4. The multi-source joint judgment method for pipeline leakage according to claim 1, characterized in that, Methods for determining the rising threshold include: The noise baseline segment is de-biased and the maximum amplitude is extracted. Set an exceedance factor, which is used to characterize the proportion of the rise threshold that exceeds the maximum amplitude; The excess amount is determined based on the maximum amplitude and the excess coefficient. The excess amount is the amplitude obtained by amplifying the maximum amplitude by the excess coefficient. The rise threshold is the sum of the maximum amplitude and the excess amount.
5. The multi-source joint judgment method for pipeline leakage according to claim 3, characterized in that, If the baseline candidate time period set contains a continuous time period with a length not less than the length of the first time window, then the earliest continuous time period that meets the length condition is taken as the pre-event segment; if the baseline candidate time period set does not contain a continuous time period with a length not less than the length of the first time window, then the longest continuous time period in the baseline candidate time period set is taken as the pre-event segment, and the length of the first time window is taken as the length of the longest continuous time period.
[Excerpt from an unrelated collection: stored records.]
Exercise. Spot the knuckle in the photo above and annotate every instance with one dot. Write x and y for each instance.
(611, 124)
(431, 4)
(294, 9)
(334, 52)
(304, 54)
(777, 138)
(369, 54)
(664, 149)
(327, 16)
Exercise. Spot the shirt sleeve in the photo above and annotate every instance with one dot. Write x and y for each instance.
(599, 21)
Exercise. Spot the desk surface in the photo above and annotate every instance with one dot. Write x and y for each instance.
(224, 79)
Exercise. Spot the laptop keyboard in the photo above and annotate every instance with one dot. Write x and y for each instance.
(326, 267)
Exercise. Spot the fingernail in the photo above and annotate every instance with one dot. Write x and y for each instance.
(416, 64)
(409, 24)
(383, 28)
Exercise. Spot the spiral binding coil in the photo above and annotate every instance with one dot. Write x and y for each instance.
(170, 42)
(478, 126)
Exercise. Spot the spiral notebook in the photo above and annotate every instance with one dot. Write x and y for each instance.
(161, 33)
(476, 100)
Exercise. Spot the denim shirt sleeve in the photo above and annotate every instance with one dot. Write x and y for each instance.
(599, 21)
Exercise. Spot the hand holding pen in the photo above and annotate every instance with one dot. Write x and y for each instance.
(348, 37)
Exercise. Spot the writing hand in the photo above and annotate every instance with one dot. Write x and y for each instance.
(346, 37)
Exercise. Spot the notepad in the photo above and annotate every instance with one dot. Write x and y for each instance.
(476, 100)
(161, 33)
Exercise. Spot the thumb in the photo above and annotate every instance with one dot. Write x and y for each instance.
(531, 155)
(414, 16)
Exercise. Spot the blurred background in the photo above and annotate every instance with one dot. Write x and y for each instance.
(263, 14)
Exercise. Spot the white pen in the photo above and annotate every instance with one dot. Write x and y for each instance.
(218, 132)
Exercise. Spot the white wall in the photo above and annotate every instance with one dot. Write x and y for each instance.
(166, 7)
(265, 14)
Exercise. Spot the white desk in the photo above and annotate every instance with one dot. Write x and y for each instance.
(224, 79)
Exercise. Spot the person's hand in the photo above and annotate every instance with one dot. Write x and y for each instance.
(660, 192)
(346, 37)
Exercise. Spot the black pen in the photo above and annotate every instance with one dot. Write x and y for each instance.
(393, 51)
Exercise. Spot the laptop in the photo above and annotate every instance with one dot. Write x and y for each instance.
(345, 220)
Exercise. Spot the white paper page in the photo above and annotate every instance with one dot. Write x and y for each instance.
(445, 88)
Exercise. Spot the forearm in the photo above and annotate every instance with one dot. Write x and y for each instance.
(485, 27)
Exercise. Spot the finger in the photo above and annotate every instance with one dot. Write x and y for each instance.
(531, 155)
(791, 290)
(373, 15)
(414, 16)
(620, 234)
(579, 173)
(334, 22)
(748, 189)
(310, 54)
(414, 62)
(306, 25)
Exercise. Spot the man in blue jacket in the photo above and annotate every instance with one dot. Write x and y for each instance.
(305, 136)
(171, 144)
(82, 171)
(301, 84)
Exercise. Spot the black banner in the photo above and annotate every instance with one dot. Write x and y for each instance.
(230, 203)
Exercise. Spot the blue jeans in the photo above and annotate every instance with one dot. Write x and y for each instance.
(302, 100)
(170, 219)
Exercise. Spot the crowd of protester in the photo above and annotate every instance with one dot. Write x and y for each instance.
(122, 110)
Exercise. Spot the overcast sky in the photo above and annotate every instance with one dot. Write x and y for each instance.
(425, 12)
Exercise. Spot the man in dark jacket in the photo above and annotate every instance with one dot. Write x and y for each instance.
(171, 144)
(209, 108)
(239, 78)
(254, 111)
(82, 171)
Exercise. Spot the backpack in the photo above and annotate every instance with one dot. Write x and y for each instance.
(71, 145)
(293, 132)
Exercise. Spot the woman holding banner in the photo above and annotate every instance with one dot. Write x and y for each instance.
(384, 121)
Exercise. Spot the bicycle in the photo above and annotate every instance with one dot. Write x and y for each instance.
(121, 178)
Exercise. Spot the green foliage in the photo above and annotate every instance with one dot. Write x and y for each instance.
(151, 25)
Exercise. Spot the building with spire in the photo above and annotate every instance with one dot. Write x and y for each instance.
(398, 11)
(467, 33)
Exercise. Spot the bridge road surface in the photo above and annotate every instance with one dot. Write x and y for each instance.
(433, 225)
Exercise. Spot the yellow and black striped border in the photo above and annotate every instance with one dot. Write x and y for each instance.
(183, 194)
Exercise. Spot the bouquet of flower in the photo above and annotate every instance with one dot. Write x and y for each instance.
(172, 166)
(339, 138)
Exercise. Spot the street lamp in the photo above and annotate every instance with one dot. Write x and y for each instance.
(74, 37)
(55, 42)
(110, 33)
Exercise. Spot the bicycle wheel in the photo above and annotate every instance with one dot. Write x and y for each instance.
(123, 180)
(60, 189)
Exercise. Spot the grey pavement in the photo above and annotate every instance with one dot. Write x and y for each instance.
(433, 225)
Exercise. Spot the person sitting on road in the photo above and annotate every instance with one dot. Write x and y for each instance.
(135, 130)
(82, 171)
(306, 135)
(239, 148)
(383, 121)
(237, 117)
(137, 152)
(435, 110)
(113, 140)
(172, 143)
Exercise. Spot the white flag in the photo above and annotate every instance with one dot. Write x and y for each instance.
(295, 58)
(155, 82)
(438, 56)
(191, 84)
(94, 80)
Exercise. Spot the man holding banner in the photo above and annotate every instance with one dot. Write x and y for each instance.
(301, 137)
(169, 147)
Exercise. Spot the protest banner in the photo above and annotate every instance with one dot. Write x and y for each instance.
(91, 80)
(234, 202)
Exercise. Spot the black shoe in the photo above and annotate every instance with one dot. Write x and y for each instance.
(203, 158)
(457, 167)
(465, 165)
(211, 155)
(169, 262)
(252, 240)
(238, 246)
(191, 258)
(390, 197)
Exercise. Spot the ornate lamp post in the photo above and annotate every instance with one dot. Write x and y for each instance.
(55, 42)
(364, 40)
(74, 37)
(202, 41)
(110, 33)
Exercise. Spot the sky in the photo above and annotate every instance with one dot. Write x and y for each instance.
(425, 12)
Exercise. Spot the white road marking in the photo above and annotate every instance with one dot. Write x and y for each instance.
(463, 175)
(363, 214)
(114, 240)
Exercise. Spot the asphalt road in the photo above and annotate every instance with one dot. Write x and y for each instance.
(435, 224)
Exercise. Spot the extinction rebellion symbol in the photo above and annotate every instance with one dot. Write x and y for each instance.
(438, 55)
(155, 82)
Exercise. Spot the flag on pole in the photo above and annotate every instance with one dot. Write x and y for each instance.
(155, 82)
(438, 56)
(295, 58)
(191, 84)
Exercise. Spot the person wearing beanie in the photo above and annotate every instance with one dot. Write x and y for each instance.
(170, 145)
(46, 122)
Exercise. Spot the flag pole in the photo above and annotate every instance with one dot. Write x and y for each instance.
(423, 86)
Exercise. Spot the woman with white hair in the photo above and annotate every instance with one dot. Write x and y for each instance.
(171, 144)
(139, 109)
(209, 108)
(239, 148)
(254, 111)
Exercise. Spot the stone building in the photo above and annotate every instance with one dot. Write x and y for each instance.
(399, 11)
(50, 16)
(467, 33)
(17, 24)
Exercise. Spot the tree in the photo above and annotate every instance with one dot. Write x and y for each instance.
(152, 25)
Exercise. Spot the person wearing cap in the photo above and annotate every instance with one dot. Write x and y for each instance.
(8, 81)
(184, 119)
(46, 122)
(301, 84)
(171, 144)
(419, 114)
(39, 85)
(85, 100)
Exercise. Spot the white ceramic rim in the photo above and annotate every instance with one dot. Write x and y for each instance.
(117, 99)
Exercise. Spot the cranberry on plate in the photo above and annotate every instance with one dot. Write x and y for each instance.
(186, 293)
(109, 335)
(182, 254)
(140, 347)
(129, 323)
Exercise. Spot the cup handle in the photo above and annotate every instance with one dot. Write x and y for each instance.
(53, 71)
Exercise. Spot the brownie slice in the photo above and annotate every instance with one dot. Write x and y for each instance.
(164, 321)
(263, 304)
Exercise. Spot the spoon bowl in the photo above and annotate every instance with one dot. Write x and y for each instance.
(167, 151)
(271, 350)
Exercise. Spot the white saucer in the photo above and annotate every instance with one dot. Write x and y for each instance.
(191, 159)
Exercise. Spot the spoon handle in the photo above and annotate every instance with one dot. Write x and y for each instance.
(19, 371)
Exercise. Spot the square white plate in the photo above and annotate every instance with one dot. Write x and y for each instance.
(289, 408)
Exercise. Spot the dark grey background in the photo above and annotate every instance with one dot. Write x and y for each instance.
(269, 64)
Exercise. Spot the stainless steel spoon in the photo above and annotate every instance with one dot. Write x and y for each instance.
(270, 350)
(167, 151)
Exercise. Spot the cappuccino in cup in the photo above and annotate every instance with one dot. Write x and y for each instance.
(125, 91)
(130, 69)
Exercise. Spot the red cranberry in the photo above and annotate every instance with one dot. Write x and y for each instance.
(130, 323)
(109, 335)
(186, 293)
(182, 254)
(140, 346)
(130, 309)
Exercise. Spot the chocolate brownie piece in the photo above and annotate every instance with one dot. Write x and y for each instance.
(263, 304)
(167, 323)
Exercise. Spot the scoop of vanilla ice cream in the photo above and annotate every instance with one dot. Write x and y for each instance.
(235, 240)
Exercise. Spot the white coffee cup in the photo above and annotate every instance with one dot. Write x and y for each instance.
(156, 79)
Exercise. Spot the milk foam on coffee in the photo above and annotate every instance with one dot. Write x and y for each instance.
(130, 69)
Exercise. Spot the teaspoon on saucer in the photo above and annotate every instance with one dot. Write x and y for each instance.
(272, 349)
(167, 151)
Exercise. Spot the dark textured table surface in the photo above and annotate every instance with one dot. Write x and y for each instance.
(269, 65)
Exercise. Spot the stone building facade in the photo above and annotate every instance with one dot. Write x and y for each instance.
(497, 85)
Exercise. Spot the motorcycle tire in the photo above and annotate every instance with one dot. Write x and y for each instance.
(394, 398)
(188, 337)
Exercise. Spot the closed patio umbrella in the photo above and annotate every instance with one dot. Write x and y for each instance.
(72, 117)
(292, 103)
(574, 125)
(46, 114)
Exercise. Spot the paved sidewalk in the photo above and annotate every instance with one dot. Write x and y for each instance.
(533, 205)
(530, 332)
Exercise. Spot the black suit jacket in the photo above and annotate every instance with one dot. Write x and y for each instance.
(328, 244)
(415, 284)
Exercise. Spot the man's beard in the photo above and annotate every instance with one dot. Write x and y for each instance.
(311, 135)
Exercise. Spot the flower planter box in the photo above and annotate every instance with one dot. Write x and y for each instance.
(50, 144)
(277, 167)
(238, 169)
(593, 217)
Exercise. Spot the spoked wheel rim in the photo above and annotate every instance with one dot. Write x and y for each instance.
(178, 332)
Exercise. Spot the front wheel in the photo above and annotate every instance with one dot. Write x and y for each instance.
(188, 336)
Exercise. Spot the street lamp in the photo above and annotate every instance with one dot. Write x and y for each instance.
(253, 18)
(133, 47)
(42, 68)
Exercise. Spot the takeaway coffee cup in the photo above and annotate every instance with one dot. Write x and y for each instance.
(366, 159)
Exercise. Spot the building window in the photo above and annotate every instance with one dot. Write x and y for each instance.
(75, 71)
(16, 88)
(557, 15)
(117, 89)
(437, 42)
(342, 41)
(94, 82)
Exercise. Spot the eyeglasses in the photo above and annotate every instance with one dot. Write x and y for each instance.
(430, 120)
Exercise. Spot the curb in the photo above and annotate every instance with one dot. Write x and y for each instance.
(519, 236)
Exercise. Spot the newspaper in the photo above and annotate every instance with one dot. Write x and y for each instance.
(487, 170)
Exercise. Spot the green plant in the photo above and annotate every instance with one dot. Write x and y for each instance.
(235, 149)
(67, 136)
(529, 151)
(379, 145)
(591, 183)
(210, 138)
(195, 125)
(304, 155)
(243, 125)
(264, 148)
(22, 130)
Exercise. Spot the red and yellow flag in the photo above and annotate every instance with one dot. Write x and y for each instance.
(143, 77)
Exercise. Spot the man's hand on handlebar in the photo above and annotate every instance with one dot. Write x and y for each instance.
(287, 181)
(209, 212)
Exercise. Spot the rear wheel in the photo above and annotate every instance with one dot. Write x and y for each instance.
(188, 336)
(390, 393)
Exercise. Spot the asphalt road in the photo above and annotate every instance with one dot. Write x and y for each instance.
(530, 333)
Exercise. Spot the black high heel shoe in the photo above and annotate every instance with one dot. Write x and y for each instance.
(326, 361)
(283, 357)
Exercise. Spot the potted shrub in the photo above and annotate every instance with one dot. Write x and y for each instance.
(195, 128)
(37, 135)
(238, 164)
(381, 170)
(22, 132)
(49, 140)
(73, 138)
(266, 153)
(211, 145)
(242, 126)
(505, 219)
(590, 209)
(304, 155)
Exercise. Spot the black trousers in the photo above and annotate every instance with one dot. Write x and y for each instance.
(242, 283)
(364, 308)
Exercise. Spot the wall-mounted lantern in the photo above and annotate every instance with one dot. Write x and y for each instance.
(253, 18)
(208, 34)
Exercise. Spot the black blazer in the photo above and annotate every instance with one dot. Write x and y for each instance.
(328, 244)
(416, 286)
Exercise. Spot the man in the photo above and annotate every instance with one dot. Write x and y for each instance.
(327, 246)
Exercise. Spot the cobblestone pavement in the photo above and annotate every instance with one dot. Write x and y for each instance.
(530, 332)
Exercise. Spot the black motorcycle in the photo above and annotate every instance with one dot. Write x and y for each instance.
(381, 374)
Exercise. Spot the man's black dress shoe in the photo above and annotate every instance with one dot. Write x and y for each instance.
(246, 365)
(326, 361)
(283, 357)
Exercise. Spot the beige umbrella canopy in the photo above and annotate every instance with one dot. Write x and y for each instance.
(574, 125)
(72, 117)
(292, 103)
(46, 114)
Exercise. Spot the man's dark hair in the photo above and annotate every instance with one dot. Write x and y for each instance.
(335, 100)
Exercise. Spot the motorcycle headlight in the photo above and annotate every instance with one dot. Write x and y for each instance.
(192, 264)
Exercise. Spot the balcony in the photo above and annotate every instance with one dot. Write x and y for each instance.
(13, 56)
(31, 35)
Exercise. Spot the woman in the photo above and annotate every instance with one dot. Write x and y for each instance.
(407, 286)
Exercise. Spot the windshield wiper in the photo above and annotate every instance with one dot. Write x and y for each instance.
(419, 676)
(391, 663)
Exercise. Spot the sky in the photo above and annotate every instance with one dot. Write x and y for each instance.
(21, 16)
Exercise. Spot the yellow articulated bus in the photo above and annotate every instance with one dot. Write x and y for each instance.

6. The multi-source joint judgment method for pipeline leakage according to claim 3, characterized in that, The maximum amplitude of the baseline is extracted from the noise baseline segment. Based on the maximum amplitude of the baseline, a preset amplitude upper limit is determined. Starting from the unified time mark at the end of the segment before the event, the search proceeds forward along the original sequence of acoustic channels to find the unified time mark position where the absolute value of the waveform sample value of any channel first exceeds the preset amplitude upper limit. This unified time mark is recorded as the event reference time mark. Each channel segment with a length equal to the length of the first time window before the event reference time mark is re-extracted as the segment before the event, and the noise baseline segment is updated.
7. The multi-source joint judgment method for pipeline leakage according to claim 1, characterized in that, Methods for extracting frequency band energy trains include: Set the frequency band boundary, with the lower bound being 0 Hz and the upper bound being half the sampling rate of the original sequence of the acoustic channel; The frequency band from 0 Hz to the upper limit is divided into several frequency bands in the first frequency band according to the frequency band boundary; Calculate the discrete frequency components for the time window segment based on the sampling point sequence corresponding to the second time window length; For each frequency band, select discrete frequency components that fall within the boundary of that frequency band, and accumulate the squared amplitudes of the discrete frequency components to obtain the band energy of that frequency band. Record the frequency band energy in frequency band order to obtain the frequency band energy sequence.